The following list are just a few of the books about Nepal that we believe are worth reading. We have tried to give examples in a number of genres.
If you are planning on visiting Nepal for the first time we highly recommend the Lonely Planet book on Nepal. Whilst all travel books have a few mistakes, this one is the simplest and the most coherent, and gives the most support.
Michael Palin Himalaya
Palin and his team make an excellent guide through the region, and whilst the DVD and book seem a little light on Nepal (considering it has more of the Himalaya in it than anywhere else) the political situation perhaps scared the BBC health and safety a little!
Arresting God in Kathmandu
An unashamed collection of stories that somewhat exoticise Nepalese people written by an American Nepali. This book is beautiful for those who enjoy Rushdie and other Asian writers, and has won a number of awards in the USA.
The Nepali Cookbook
Difficult to get hold of and one of the few Nepali cookbooks. The recipes use American names for vegetables which is confusing but there are many to choose from and they have been adapted to western palettes.
Jewelery of Nepal
If you cannot get to the British Museum in London and see some for real, this glossy book shows the astonishing skills of artisans in Nepal.
Teach Yourself Nepali
We may be biased as we know Michael Hutt, but the book (and attached CD) is the simplest to understand and dive in and out of. It is also used as the syllabus for learning Nepali by the well regarded School of Oriental and African Studies in London.

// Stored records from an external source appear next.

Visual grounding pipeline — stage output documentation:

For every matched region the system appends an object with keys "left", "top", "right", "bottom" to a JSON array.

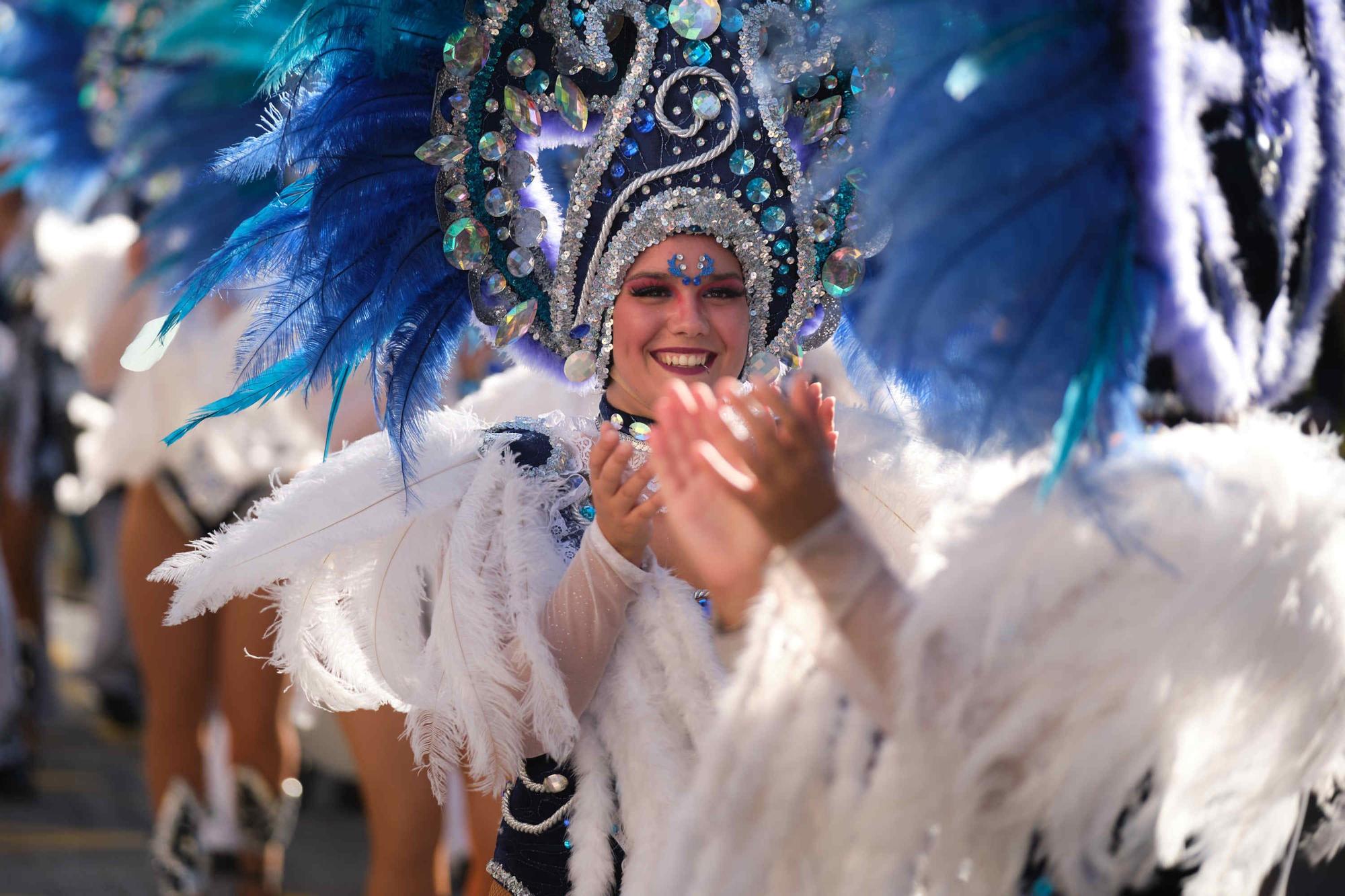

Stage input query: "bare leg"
[
  {"left": 339, "top": 706, "right": 443, "bottom": 896},
  {"left": 121, "top": 483, "right": 215, "bottom": 806},
  {"left": 215, "top": 589, "right": 299, "bottom": 893}
]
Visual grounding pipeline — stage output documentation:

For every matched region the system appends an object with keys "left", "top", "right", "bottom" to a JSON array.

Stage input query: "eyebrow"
[{"left": 625, "top": 270, "right": 742, "bottom": 282}]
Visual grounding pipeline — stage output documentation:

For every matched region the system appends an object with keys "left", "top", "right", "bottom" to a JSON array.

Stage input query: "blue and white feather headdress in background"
[{"left": 846, "top": 0, "right": 1345, "bottom": 473}]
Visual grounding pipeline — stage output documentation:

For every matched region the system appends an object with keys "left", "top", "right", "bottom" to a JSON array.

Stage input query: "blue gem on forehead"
[{"left": 668, "top": 251, "right": 714, "bottom": 286}]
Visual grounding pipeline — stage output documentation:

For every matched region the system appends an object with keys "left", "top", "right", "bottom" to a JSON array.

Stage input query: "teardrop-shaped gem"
[
  {"left": 803, "top": 97, "right": 841, "bottom": 144},
  {"left": 668, "top": 0, "right": 720, "bottom": 40},
  {"left": 416, "top": 133, "right": 471, "bottom": 167},
  {"left": 444, "top": 218, "right": 491, "bottom": 270},
  {"left": 565, "top": 348, "right": 597, "bottom": 382},
  {"left": 121, "top": 315, "right": 178, "bottom": 372},
  {"left": 495, "top": 298, "right": 537, "bottom": 348},
  {"left": 555, "top": 75, "right": 588, "bottom": 130},
  {"left": 504, "top": 86, "right": 541, "bottom": 137},
  {"left": 822, "top": 246, "right": 863, "bottom": 298},
  {"left": 444, "top": 26, "right": 491, "bottom": 78}
]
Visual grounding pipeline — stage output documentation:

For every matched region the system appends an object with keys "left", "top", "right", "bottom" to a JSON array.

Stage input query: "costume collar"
[{"left": 597, "top": 391, "right": 654, "bottom": 444}]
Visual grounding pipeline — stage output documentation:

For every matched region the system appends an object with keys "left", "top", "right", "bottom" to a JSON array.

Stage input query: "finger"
[
  {"left": 627, "top": 490, "right": 667, "bottom": 524},
  {"left": 691, "top": 441, "right": 757, "bottom": 498},
  {"left": 589, "top": 422, "right": 620, "bottom": 482},
  {"left": 720, "top": 386, "right": 784, "bottom": 477},
  {"left": 593, "top": 441, "right": 635, "bottom": 497}
]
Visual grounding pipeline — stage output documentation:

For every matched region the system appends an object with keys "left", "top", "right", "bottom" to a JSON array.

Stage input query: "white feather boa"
[
  {"left": 155, "top": 410, "right": 721, "bottom": 896},
  {"left": 656, "top": 414, "right": 1345, "bottom": 896}
]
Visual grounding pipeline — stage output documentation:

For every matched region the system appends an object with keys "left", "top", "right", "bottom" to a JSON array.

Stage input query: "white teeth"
[{"left": 655, "top": 351, "right": 710, "bottom": 367}]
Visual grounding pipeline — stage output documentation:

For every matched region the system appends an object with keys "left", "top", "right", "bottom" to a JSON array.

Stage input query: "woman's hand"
[
  {"left": 650, "top": 382, "right": 771, "bottom": 628},
  {"left": 695, "top": 378, "right": 841, "bottom": 545},
  {"left": 589, "top": 423, "right": 663, "bottom": 567}
]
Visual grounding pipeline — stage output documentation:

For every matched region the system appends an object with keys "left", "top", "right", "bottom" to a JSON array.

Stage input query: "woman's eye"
[{"left": 631, "top": 286, "right": 671, "bottom": 298}]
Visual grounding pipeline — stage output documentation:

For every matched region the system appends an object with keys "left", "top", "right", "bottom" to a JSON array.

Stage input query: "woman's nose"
[{"left": 670, "top": 289, "right": 710, "bottom": 336}]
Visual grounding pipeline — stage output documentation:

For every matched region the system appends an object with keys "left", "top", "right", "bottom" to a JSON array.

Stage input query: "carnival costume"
[
  {"left": 654, "top": 0, "right": 1345, "bottom": 895},
  {"left": 0, "top": 0, "right": 323, "bottom": 892},
  {"left": 134, "top": 1, "right": 936, "bottom": 896}
]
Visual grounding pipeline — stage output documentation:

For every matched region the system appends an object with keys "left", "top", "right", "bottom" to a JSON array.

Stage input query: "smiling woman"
[{"left": 607, "top": 234, "right": 751, "bottom": 417}]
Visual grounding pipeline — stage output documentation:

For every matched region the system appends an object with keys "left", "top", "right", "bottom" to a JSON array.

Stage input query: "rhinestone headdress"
[{"left": 417, "top": 0, "right": 863, "bottom": 387}]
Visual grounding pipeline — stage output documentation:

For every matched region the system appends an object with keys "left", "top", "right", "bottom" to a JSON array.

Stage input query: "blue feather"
[
  {"left": 164, "top": 356, "right": 308, "bottom": 445},
  {"left": 846, "top": 0, "right": 1143, "bottom": 460}
]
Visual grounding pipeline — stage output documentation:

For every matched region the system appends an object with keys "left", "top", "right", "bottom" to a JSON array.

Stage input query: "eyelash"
[{"left": 631, "top": 286, "right": 746, "bottom": 298}]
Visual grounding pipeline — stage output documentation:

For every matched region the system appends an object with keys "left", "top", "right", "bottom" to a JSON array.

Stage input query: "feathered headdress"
[
  {"left": 157, "top": 0, "right": 877, "bottom": 471},
  {"left": 846, "top": 0, "right": 1345, "bottom": 479}
]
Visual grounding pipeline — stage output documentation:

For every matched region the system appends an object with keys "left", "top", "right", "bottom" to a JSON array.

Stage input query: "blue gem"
[
  {"left": 682, "top": 40, "right": 714, "bottom": 66},
  {"left": 523, "top": 69, "right": 551, "bottom": 93},
  {"left": 761, "top": 206, "right": 784, "bottom": 233},
  {"left": 729, "top": 149, "right": 756, "bottom": 177}
]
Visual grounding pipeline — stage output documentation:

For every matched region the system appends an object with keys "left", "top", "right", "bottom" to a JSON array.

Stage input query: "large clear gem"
[
  {"left": 803, "top": 97, "right": 841, "bottom": 144},
  {"left": 504, "top": 247, "right": 534, "bottom": 277},
  {"left": 691, "top": 90, "right": 720, "bottom": 121},
  {"left": 822, "top": 246, "right": 863, "bottom": 298},
  {"left": 416, "top": 133, "right": 471, "bottom": 167},
  {"left": 476, "top": 130, "right": 504, "bottom": 161},
  {"left": 565, "top": 348, "right": 597, "bottom": 382},
  {"left": 500, "top": 149, "right": 537, "bottom": 190},
  {"left": 504, "top": 47, "right": 537, "bottom": 78},
  {"left": 444, "top": 218, "right": 491, "bottom": 270},
  {"left": 484, "top": 187, "right": 518, "bottom": 218},
  {"left": 555, "top": 75, "right": 588, "bottom": 130},
  {"left": 495, "top": 298, "right": 537, "bottom": 348},
  {"left": 444, "top": 26, "right": 491, "bottom": 78},
  {"left": 510, "top": 208, "right": 546, "bottom": 247},
  {"left": 668, "top": 0, "right": 720, "bottom": 40},
  {"left": 504, "top": 86, "right": 542, "bottom": 137},
  {"left": 742, "top": 351, "right": 780, "bottom": 382}
]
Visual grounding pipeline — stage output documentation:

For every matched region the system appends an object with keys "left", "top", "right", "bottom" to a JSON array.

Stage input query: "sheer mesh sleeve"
[
  {"left": 767, "top": 509, "right": 909, "bottom": 727},
  {"left": 542, "top": 524, "right": 654, "bottom": 716}
]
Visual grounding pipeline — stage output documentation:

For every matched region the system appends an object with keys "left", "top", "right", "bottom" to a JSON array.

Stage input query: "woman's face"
[{"left": 608, "top": 234, "right": 751, "bottom": 414}]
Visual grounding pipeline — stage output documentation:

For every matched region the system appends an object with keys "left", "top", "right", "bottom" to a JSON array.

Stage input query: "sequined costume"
[{"left": 139, "top": 0, "right": 904, "bottom": 895}]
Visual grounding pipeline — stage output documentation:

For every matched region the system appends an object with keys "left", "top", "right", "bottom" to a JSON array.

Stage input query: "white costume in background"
[{"left": 648, "top": 413, "right": 1345, "bottom": 896}]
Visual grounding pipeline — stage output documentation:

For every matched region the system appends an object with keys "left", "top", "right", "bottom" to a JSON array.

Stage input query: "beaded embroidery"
[{"left": 426, "top": 0, "right": 873, "bottom": 389}]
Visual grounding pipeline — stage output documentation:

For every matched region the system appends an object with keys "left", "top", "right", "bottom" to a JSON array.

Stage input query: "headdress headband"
[{"left": 418, "top": 0, "right": 862, "bottom": 383}]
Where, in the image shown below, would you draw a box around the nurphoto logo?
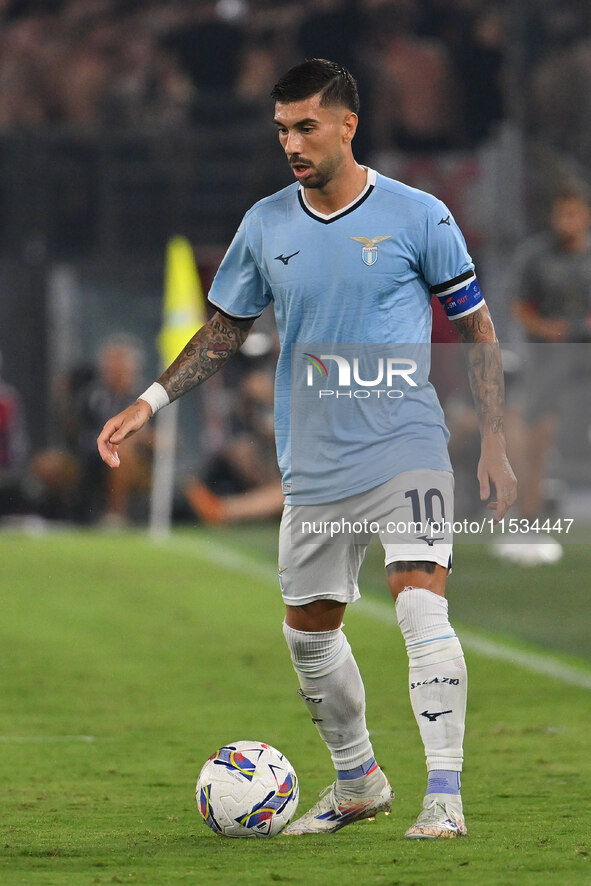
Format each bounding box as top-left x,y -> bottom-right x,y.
303,353 -> 417,400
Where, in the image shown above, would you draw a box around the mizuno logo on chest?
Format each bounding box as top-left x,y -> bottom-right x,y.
349,234 -> 392,266
273,249 -> 300,265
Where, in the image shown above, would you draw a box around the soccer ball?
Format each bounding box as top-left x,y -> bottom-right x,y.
195,741 -> 299,837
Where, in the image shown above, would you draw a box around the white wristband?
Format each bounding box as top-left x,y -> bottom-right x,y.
138,381 -> 170,415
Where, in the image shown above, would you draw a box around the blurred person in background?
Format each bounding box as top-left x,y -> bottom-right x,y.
503,185 -> 591,558
75,334 -> 152,528
0,353 -> 29,517
27,334 -> 152,528
185,369 -> 284,524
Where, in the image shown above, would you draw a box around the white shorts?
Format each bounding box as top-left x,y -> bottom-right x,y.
279,469 -> 454,606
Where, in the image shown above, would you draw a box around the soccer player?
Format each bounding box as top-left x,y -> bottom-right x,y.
98,59 -> 516,838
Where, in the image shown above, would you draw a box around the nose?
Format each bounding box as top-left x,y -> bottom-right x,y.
283,131 -> 302,157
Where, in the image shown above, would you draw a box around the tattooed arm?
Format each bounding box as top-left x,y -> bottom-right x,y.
97,313 -> 254,468
454,305 -> 517,522
158,314 -> 254,403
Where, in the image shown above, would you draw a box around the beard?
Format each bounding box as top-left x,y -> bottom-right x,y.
290,156 -> 342,190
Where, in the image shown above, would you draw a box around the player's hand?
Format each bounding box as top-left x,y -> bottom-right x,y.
96,400 -> 152,468
477,438 -> 517,523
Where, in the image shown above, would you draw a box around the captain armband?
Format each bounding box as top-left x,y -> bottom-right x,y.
431,271 -> 484,320
138,381 -> 170,415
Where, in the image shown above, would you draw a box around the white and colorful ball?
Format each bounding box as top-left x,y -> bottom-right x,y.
195,741 -> 299,837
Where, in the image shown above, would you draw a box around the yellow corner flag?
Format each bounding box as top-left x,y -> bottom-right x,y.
158,236 -> 207,368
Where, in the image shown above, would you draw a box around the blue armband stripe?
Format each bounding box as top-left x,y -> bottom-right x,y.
437,277 -> 484,320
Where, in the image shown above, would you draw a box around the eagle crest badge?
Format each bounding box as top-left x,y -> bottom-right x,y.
350,234 -> 392,267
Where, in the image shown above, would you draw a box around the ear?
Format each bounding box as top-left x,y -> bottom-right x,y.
342,111 -> 359,144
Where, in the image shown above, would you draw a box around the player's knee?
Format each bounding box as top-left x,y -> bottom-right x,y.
386,560 -> 448,600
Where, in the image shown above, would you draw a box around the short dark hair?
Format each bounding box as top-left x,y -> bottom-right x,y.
271,58 -> 359,114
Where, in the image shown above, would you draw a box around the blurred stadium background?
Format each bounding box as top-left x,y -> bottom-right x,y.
0,0 -> 591,523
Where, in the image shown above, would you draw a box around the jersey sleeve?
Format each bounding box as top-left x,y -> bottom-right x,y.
421,200 -> 484,320
208,219 -> 271,320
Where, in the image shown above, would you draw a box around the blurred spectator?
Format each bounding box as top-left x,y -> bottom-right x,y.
0,354 -> 29,517
75,335 -> 152,526
508,186 -> 591,548
30,335 -> 152,527
365,0 -> 462,153
185,370 -> 283,524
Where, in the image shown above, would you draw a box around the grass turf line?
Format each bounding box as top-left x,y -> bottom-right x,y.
0,533 -> 591,886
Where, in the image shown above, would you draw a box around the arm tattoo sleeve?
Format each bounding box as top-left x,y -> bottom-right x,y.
454,305 -> 505,434
158,314 -> 254,403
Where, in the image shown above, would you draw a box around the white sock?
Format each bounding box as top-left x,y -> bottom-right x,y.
396,587 -> 468,772
283,623 -> 373,770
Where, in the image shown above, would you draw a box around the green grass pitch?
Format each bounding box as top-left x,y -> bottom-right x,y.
0,526 -> 591,886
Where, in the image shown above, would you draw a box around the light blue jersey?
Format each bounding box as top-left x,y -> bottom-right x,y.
209,170 -> 483,504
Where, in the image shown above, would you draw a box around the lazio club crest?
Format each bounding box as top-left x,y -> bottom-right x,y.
350,234 -> 392,267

Lonely Planet Nepali Phrasebook
This book is great for a tourist visiting for a few weeks and includes all the simple language that you can at least point to if you cannot pronounce it!
The Tutor of History
Though fiction, this book really gives the reader a feeling for what politics is like in Nepal. Looking at the happenings in a small town Thapa addresses political change, the Maoists, gender-awareness, love, and more.
A History of Nepal
The leading book on the history of Nepal. Whelpton has done a lot of research to present a rounded interpretation of both Kathmandu-centric and others’ history in Nepal. Though possibly a little academic in some areas for the average reader, it is a far better quality than it’s rivals.
Himalayan People’s War
Another book by Hutt, this is a really investigative set of chapters looking at the origins of conflict in Nepal. Well worth a read to understand where the conflict came from and how the Maoists have been so powerful, although a couple of years out of date.